The deal, which has been backed by both boards and both companies' majority private equity shareholders, will be put to shareholder vote, as well as a proposal to raise £150m.
Just Retirement's chief executive officer Rodney Cook and finance director Simon Thomas will take the same roles in the enlarged group, with Partnership's current chief financial officer David Richardson taking the role of deputy group CEO, while the company's current CEO Steve Groves steps down.
The merger is expected to result in pre-tax cost savings of at least £40m per year by 2018 but are likely to require one-off integration costs of £60m over two years.
Both firms said the fundamental reforms to the UK annuities market introduced by the government in its 2014 budget – where pensioners were given greater access to their savings – had led to sales of the products falling by 42% from £11.9bn in 2013 to £6.9bn in 2014.
Both companies responded fairly promptly to the changes, reducing their respective cost bases and focusing on their defined benefit de-risking propositions, such that today defined benefit de-risking accounts for around half of the new business sales for both companies.
"This transaction represents a unique opportunity to accelerate the existing strategy of both businesses," said Just Retirement chairman Tom Cross Brown. "Our two businesses will be bigger, stronger and more efficient together, which we believe will allow us to deliver better returns to both policyholders and shareholders."

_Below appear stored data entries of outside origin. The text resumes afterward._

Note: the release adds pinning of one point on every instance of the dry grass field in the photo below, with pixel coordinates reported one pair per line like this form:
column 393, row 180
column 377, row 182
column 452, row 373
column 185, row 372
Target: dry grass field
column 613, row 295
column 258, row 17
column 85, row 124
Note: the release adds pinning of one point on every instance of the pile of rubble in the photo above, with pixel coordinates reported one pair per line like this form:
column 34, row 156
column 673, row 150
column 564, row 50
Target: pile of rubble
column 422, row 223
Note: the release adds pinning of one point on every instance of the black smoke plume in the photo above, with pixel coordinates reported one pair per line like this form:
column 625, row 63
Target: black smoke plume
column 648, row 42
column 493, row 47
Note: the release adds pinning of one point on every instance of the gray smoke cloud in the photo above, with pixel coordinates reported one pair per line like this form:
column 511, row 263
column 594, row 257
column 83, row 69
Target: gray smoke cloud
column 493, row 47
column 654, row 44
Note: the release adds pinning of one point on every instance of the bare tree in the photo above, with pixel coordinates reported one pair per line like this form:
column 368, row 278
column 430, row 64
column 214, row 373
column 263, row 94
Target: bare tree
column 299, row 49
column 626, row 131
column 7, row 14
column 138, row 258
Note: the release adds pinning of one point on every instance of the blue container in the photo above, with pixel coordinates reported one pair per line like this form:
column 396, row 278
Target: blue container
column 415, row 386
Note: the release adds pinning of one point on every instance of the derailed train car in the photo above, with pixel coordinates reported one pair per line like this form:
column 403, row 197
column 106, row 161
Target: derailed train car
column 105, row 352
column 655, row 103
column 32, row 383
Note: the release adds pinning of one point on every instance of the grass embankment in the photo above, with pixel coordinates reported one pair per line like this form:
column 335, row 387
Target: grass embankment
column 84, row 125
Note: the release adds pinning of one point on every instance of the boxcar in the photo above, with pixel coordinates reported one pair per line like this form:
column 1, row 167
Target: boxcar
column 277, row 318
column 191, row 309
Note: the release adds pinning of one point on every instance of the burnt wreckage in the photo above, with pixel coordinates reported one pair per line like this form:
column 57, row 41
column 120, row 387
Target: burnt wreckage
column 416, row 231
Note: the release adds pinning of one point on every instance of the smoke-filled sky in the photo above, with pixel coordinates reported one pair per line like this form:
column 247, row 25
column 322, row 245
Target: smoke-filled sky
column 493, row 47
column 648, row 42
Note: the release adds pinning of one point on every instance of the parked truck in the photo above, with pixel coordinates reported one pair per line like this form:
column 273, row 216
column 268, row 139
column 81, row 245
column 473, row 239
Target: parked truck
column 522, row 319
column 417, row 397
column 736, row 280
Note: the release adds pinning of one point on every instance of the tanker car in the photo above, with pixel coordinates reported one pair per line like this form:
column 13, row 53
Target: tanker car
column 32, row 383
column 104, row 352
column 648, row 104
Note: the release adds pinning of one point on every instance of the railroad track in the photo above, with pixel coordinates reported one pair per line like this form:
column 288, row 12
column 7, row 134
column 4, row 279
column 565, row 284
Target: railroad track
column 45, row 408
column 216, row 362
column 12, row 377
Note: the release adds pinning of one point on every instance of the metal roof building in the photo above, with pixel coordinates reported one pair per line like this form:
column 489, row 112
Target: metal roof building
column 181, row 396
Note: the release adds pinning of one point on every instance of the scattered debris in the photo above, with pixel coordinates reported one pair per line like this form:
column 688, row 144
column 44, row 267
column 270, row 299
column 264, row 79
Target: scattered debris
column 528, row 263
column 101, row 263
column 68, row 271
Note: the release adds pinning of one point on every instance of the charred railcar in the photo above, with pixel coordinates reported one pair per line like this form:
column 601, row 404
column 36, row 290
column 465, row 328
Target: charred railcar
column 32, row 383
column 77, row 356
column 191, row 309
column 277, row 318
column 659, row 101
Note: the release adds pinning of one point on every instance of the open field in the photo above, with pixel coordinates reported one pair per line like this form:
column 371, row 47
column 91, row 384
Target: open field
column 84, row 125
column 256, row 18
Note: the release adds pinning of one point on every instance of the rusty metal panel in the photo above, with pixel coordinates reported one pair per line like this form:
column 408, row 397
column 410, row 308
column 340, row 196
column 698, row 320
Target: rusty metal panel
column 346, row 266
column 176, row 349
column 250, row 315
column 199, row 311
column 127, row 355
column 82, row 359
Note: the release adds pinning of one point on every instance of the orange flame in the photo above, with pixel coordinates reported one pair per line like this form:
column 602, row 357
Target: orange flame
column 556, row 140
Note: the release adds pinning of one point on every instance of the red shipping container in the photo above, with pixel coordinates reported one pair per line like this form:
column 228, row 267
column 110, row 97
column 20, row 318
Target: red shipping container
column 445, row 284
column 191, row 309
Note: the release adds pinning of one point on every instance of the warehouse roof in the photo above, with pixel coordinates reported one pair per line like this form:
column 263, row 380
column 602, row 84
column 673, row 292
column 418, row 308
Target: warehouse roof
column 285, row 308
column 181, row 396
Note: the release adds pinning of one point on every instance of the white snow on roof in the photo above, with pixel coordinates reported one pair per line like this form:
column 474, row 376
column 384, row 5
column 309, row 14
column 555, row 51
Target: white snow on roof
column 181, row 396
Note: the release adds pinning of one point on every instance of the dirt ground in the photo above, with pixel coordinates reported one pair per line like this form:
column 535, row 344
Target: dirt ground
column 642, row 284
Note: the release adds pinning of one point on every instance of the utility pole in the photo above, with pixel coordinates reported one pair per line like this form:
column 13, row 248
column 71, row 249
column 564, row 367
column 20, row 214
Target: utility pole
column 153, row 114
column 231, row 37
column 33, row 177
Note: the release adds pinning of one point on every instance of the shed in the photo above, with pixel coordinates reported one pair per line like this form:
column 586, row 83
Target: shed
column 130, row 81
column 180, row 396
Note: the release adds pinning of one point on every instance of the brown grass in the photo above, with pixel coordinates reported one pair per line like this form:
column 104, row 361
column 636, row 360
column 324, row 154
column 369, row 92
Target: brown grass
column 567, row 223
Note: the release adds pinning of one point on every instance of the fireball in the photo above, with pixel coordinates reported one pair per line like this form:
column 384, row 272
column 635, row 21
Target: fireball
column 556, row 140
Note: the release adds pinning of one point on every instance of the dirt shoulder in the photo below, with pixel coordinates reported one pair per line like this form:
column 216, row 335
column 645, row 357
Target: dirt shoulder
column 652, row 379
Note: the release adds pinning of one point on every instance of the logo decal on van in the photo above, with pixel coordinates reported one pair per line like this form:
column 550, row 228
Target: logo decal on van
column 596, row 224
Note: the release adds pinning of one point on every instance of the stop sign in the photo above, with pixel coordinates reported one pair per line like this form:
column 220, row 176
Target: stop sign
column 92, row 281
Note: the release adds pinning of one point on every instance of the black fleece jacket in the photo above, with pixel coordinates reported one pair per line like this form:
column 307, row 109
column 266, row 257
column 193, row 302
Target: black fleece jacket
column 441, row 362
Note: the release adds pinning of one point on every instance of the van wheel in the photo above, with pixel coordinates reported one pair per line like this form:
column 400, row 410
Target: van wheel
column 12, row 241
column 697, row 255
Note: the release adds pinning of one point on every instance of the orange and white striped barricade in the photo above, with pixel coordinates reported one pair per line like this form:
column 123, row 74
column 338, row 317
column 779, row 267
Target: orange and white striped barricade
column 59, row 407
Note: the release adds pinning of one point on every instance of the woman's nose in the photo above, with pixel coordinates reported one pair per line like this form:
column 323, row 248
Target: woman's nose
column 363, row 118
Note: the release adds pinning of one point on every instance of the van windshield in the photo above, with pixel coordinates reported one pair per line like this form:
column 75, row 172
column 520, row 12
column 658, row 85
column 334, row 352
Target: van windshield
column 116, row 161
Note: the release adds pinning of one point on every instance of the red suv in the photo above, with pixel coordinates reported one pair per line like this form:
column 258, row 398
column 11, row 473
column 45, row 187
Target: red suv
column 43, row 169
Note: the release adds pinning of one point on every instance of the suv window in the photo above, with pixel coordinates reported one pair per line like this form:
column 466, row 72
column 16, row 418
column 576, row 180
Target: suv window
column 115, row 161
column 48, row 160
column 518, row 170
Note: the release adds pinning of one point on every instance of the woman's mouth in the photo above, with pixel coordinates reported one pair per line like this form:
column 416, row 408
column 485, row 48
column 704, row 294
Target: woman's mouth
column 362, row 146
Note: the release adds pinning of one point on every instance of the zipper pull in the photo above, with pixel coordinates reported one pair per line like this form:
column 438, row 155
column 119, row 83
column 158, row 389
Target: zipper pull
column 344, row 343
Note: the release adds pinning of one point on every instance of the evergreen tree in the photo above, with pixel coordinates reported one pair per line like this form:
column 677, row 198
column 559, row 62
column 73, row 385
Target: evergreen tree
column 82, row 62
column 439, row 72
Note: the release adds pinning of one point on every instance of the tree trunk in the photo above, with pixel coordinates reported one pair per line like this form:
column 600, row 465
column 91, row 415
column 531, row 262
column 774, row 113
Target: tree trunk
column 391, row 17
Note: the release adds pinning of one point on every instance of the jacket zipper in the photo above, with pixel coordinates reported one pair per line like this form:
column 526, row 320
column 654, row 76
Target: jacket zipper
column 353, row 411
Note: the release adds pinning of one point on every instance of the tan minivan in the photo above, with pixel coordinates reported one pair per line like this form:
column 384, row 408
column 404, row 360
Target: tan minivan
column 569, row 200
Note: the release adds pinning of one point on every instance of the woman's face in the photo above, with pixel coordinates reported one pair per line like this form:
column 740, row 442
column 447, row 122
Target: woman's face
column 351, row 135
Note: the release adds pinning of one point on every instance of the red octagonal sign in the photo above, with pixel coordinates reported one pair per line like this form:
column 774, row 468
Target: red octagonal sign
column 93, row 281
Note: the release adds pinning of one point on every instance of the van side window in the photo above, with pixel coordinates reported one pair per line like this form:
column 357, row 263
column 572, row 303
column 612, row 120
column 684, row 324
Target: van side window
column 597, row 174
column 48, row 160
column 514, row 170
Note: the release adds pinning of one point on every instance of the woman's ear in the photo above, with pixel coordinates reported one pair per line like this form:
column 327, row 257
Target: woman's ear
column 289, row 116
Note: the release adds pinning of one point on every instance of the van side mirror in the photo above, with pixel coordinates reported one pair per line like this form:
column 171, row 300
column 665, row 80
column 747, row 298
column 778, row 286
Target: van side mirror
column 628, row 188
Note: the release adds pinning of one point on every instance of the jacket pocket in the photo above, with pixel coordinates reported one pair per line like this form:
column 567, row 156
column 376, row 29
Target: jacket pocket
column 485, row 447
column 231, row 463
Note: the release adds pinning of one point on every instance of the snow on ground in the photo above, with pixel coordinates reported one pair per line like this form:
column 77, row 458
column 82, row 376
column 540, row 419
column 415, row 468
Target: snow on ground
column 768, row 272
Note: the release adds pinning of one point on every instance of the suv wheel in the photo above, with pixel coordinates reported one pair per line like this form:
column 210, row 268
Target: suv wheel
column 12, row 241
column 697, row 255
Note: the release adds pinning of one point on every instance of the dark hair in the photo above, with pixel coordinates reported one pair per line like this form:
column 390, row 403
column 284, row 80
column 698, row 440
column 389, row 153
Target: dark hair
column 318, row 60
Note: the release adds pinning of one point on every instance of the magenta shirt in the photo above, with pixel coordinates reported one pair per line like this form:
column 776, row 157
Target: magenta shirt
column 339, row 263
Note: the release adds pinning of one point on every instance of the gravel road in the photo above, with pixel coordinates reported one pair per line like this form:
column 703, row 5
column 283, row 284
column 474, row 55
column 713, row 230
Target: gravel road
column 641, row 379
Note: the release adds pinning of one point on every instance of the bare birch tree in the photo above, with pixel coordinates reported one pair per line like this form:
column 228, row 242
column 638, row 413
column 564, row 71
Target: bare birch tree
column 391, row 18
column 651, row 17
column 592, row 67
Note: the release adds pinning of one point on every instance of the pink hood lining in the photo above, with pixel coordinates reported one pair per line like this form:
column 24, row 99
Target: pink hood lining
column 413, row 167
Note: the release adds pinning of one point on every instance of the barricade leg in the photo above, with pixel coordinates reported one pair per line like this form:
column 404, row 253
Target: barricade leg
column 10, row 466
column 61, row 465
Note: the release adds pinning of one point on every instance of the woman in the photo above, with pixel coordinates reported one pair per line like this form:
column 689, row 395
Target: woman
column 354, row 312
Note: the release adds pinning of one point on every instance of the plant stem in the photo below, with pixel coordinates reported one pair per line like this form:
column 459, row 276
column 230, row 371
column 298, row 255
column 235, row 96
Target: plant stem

Partnership chairman Chris Gibson-Smith added: "Both businesses have at their core a focus on using outstanding intellectual property and underwriting expertise to deliver better value products and improved customer outcomes within defined benefit, UK retail retirement income and international markets."
Partnership also published first-half pre-tax profits down 81% but overall the results comfortably bested expectations, with new business, IFRS operating profits and MCEV NAV all ahead of the market's forecasts thanks to new sales of individually annuities increasing by over a third in the second quarter compared to the first.
Shares in PA surged almost 10% inititally to near 170p, taking them close to 17-month highs, on optimism the tie-up can deliver further value, before slipping back to nearer 160p by late morning.
Analyst Eamonn Flanagan at Shore Capital said: "We believe this deal makes enormous sense, with both private equity partners offering irrevocables. The cost savings are material and leave the merged group, post the equity raise, with the firepower to hit a market which we expect to grow considerably in the coming years."
Mike van Dulken at Accendo Markets said the price was not quite at the acquisition-like premium some investors might like to see, "but then again it’s not an acquisition", hence JRG shares were up as a merger is perceived to offer less risk.
"The sector still has plenty to deal with as it evolves from the March 2014 Budget news that UK pensioners would no longer be forced to buy an annuity, dealing a serious blow to both companies’ business models and sending their shares (and business written) lower by up to 50% and well south of their H2 2013 post-IPO highs, with smaller PA suffered markedly more."
"While both companies’ shares may have almost doubled since October, suggesting renewed optimism in the ‘new’ sector, the question is whether as a combined entity they can fare any better in terms of product innovation and adaptation to a markedly different market environment and deliver a recovery for shareholders, especially those in PA who have a way to go before recouping IPO losses."